Чуть склонив голову, он слегка прищурился, будто Прасковья была памятником, из-за которого выглядывало солнце, а он пытался разглядеть лицо статуи, скрытое солнечными лучами.
– А раз не убила, – сказал престол, и в голосе его послышалась назидательность, но не его собственная, а как бы ненадолго позаимствованная для нескольких реплик, в которых предусмотрена была некая пародия, – раз не убила, значит, глупая. А значит, сама виновата. Всех можно оправдать, но только не тех, кто сам глуп! А раз сама виновата, то можно с тобой делать что хочешь. Зачем тебе, глупой, ОН? М? А ему, умному, нужен. Ты все равно потеряешь без пользы, как и многие до тебя, которых никто и не помнит.
Престол снова заулыбался:
– Ну и не только физически тебя мучил. Еще глаза тебе открывал на вашу деятельность. Что вся она зря. Что сказки про ведьм – про вас. Что раньше ваши могли столько народу сгубить, что в старух превращались. Что тебя обманывают все кому не лень. Что ты можешь быть старше, чем считаешь, и быть вовсе не из России родом. Как тебе такое?
– Не знаю, – сказала Прасковья. – А это так на самом деле?
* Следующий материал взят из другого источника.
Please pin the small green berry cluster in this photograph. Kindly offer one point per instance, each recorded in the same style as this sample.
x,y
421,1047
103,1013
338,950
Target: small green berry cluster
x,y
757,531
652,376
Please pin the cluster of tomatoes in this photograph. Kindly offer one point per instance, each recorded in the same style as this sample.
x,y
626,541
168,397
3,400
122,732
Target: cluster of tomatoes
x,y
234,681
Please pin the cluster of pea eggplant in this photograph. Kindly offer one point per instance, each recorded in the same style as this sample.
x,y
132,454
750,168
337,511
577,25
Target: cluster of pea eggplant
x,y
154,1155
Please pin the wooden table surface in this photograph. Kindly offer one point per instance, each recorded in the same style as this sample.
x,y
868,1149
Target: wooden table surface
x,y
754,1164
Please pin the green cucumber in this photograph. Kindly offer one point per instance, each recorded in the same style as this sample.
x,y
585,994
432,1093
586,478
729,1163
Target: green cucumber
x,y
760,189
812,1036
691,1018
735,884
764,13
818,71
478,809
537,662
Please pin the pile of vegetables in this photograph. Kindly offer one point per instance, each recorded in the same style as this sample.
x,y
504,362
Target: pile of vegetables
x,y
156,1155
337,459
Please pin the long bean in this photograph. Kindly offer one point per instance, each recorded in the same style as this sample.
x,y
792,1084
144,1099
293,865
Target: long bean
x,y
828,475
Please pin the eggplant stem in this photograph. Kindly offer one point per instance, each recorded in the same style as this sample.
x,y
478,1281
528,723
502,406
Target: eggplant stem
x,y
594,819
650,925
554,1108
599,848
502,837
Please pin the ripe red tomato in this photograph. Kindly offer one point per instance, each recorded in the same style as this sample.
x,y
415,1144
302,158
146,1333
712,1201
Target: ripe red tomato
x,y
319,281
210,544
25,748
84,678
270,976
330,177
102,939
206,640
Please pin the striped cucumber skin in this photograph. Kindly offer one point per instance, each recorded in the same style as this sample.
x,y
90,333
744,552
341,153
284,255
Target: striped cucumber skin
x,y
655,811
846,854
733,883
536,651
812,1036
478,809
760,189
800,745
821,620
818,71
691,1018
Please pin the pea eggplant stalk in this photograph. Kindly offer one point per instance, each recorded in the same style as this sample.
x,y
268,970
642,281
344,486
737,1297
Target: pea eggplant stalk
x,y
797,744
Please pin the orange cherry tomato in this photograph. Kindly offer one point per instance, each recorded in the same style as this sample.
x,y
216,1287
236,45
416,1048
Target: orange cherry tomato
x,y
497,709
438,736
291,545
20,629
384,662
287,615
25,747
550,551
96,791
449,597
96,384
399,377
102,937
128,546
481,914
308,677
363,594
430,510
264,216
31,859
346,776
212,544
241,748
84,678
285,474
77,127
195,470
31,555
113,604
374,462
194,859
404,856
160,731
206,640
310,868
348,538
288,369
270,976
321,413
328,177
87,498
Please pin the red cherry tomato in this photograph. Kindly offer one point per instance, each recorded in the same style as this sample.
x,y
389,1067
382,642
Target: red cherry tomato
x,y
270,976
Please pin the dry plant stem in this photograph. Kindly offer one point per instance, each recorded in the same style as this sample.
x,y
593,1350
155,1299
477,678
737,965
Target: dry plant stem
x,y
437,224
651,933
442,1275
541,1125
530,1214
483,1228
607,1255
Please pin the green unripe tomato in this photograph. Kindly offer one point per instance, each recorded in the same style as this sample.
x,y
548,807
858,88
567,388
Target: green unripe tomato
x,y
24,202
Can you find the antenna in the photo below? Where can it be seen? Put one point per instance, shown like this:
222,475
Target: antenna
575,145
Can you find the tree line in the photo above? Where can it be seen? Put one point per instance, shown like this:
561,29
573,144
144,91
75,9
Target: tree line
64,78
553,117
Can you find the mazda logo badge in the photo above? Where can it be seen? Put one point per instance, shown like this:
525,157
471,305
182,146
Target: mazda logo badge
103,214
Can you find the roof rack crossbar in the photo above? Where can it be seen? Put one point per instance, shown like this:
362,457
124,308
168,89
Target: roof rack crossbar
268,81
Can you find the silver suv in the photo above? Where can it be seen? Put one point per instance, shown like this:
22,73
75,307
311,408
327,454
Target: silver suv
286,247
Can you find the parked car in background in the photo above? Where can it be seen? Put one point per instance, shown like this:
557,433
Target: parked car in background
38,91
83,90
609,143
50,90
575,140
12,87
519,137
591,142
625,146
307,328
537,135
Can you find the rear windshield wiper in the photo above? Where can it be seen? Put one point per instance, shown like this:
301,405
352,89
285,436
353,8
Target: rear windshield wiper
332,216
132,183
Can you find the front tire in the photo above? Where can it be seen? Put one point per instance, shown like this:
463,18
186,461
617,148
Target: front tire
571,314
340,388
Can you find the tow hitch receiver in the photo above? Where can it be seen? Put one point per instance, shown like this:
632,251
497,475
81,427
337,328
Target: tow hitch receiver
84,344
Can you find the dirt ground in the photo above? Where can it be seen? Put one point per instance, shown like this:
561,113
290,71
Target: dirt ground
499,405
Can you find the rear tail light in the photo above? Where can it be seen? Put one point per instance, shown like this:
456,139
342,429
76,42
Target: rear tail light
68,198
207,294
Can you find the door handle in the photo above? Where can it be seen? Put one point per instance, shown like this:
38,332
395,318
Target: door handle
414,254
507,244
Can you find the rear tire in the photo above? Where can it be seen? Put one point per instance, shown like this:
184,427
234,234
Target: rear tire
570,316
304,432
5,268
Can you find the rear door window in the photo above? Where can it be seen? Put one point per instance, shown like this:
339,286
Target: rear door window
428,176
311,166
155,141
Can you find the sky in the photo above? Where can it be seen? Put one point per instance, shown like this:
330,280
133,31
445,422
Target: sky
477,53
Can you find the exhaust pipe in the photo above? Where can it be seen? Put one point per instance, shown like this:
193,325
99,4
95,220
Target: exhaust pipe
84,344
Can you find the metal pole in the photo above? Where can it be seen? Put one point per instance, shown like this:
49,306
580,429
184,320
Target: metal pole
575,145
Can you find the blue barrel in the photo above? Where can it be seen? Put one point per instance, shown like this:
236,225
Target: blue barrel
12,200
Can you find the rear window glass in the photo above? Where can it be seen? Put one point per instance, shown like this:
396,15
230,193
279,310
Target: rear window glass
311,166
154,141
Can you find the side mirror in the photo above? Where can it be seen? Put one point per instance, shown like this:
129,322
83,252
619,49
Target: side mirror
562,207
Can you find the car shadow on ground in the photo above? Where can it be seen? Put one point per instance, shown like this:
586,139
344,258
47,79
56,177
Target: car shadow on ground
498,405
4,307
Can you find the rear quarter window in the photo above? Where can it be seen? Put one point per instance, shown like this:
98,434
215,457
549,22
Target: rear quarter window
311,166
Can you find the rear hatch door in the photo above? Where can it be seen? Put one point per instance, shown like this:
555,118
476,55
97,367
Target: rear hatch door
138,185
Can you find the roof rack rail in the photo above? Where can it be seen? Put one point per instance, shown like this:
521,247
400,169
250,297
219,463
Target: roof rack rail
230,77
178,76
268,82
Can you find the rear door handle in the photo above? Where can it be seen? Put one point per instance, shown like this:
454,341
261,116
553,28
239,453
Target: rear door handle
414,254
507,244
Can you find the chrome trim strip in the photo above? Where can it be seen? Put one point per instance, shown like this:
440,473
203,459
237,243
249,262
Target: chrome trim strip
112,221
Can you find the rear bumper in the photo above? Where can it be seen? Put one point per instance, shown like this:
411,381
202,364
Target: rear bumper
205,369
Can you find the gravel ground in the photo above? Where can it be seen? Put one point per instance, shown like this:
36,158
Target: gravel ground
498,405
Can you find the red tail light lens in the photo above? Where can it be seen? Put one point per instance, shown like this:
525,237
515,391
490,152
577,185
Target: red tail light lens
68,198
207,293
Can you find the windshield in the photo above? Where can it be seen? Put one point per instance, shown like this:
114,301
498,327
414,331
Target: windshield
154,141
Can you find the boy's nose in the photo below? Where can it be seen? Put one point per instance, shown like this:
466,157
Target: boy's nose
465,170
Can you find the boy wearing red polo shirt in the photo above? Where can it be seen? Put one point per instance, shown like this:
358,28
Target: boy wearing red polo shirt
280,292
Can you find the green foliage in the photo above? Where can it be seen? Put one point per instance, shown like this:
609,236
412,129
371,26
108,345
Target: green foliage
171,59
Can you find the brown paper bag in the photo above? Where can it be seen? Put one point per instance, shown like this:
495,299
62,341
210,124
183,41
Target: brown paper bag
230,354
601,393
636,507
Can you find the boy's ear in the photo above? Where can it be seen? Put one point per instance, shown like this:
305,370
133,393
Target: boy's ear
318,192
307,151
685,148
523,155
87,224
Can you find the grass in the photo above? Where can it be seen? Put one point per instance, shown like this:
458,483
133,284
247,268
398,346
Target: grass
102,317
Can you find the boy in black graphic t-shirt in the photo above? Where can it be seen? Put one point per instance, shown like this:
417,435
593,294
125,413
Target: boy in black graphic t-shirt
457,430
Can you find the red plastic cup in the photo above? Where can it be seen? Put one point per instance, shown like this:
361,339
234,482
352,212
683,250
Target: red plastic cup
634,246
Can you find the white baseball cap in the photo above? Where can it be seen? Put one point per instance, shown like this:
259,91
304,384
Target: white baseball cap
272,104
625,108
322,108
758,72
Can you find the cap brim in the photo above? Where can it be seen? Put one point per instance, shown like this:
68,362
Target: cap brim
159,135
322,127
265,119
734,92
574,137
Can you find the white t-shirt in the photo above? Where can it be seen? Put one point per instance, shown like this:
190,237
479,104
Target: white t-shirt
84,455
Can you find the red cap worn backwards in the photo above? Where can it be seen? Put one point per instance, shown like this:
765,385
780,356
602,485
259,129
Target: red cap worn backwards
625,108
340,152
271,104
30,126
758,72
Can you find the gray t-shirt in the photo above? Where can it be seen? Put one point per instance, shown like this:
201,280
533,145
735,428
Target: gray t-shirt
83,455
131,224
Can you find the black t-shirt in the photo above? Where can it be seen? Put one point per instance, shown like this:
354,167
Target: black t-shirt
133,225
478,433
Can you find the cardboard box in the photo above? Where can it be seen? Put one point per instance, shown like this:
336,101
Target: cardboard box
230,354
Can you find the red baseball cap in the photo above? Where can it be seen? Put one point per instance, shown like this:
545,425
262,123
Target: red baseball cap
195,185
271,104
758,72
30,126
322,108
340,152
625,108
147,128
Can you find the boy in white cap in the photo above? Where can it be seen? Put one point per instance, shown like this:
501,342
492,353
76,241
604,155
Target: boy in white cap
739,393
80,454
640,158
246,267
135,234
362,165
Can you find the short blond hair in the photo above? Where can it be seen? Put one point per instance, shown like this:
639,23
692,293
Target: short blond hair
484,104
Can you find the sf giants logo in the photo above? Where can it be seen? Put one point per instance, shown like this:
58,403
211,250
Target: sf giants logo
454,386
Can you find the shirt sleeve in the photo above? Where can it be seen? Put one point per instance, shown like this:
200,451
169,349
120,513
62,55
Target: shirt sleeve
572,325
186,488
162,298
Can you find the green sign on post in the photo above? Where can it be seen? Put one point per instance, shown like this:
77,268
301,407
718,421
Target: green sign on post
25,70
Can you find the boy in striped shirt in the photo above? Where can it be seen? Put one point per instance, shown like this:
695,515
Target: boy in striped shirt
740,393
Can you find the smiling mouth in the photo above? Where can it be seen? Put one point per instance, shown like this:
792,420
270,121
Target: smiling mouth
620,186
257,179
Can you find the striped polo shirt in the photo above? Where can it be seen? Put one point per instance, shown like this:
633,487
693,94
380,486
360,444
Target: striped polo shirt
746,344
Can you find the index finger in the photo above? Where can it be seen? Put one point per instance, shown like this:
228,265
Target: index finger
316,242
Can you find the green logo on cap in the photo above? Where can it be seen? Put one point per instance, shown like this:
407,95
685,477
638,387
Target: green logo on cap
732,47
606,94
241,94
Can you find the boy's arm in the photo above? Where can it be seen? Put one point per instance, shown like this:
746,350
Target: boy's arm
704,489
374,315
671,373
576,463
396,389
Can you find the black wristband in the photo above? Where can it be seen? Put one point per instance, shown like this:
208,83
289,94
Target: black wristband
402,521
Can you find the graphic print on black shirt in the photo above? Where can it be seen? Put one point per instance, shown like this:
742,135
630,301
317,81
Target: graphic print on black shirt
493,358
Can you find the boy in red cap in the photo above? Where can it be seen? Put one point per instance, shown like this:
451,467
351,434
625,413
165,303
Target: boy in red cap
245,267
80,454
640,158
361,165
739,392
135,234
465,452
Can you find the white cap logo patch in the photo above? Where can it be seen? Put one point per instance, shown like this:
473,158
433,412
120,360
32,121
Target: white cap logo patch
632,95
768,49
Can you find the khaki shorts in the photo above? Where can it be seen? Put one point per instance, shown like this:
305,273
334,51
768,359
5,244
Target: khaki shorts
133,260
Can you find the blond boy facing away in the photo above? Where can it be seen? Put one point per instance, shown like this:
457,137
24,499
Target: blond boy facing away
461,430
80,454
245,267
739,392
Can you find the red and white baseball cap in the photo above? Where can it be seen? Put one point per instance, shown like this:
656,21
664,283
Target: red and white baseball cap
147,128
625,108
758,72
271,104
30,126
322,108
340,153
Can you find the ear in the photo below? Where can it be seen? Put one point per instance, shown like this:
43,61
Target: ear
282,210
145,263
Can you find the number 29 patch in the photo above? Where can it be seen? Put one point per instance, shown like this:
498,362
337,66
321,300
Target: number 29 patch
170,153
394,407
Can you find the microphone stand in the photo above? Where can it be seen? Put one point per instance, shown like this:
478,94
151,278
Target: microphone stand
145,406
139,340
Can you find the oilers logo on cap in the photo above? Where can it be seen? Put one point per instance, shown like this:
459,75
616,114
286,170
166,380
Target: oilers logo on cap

– Ну да, это так, – ответил престол. – Ты раза в три старше, чем думаешь. И да, ты в Польше пожила, в Башкирии. Это что-то меняет? Можешь не отвечать, ты ему уже сказала, что это ничего не меняет. Тебя, кстати, немецкий херувим с того света несколько раз вытаскивал, когда местных под рукой не оказалось. Такой же вредный, как Сергей. Притворялся, что русского не знает, хотя для нас все языки все равно что разновидности одной и той же речи.